Here's what I was able to accomplish:
To install 12.7, I had to uninstall 12.9.2 which effectively cleaned out the configuration. I popped open DO and backed up my configuration prior to uninstalling 12.9.2, as you instructed, then uninstalled, rebooted and reinstalled but I started with version 12.8 instead of 12.7 because I wanted to see if I ran into the same problem with that version (never really got back to 12.7 in fact).
Upon initial installation everything was running great (at this point I was suspecting something with 12.9.x): windows were opening with prior speed and file operations were running great, etc; there was no degradation in performance at all even after multiple file operations. So I was going to uninstall and install 12.7 to see if the same happened there but I decided to restore the configuration to see if that would have any affect (again as you instructed) and, low and behold, it did: After the restore, things worked great for about ten minutes until I started working with files and then the performance started dropping and eventually slowed to a crawl again. Once the performance degradation started, even restarting DO didn't fix it: I restarted DO three times (exited DO and killed the DO helper application) but no-go; when I fired DO up again performance was still at a crawl. Before I uninstalled and reinstalled again, I rebooted to see if that would fix the performance issue and it did temporarily but once I started working files again, performance started degrading again. I'm not sure why killing the program doesn't fix the problem and a reboot does (memory issue maybe?) because when DO is closed, the tangential effects (slow window renders in other applications, file selects, etc) clears up but when the program restarts, the tangential effects are clear with DO still being sluggish until I start working with files and things degrade outside the application again.
After rebooting, I uninstalled v12.8 and reinstalled it to perform my tests again to make sure that I hadn't done something to mess things up. Tests went exactly as before: before I restored the backed up configuration, things were working great, restored the backed up config and things started crawling again.
At this point, I uninstalled 12.8 and installed 12.9 (not the beta, the GA release). Once 12.9 was installed, I repeated my tests and got very similar results. I say similar because there is still a performance drop on .9 without the restored backup although that seems to be related to EaseUS Todo Backup (when backup jobs are running is when I see the hit) but it's acceptable and I expect some performance expense with large file copies from the DriveBender pool since amalgamating 36 separate hard drives into a single virtual drive comes with overhead (and truly, that hit may have been there with .8 as well because I didn't test backups with that version of the software installed). That being said, once I restored the backup to 12.9, performance immediately dropped into the unacceptable range: switching lister panels was again taking 1 to 2 second and highlighting a stream of files was taking ten and required multiple lasso swipes which would sometimes create aberrant shortcuts, etc. Once I uninstalled and reinstalled without the restore, things seem to be back to normal; been using DO for the last eighteen hours with no hits in performance aside from the backup job degradation.
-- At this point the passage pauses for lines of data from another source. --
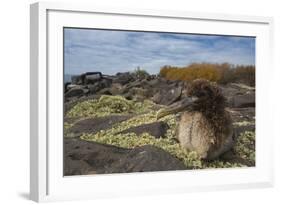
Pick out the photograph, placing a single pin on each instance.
(146, 101)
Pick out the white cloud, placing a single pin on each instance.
(120, 51)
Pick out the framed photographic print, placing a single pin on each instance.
(127, 102)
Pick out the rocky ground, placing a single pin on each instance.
(110, 126)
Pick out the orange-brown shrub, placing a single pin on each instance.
(220, 73)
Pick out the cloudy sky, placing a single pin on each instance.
(119, 51)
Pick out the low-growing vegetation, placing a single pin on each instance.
(108, 105)
(144, 114)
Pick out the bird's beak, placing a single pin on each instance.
(177, 107)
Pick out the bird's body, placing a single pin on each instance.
(205, 126)
(195, 133)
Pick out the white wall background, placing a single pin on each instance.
(14, 101)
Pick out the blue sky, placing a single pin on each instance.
(120, 51)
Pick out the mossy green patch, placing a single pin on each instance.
(245, 146)
(107, 105)
(144, 114)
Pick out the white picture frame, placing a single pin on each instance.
(47, 182)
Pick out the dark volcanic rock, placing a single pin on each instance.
(167, 96)
(94, 125)
(156, 129)
(240, 101)
(144, 159)
(92, 157)
(123, 78)
(82, 157)
(241, 129)
(76, 91)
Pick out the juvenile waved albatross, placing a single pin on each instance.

So long story short (too late), it seems there was a problem with my previous configuration although I do not know what as I have no network drives to speak of and to be honest, restoring the backup config didn't change anything on the surface: everything looks exactly like the default listers save for column placement. That's not to say it isn't something under the hood, but truly, there was very little visually that changed from the default config to the restored config. I'm going to email the backup of my config file, to the address you provided above, for analysis. I really would like to know what the cause of the issue is and hopefully it'll be able to help someone else who may run into a similar problem.
Thank you again for the guidance and for getting back to me in such short order.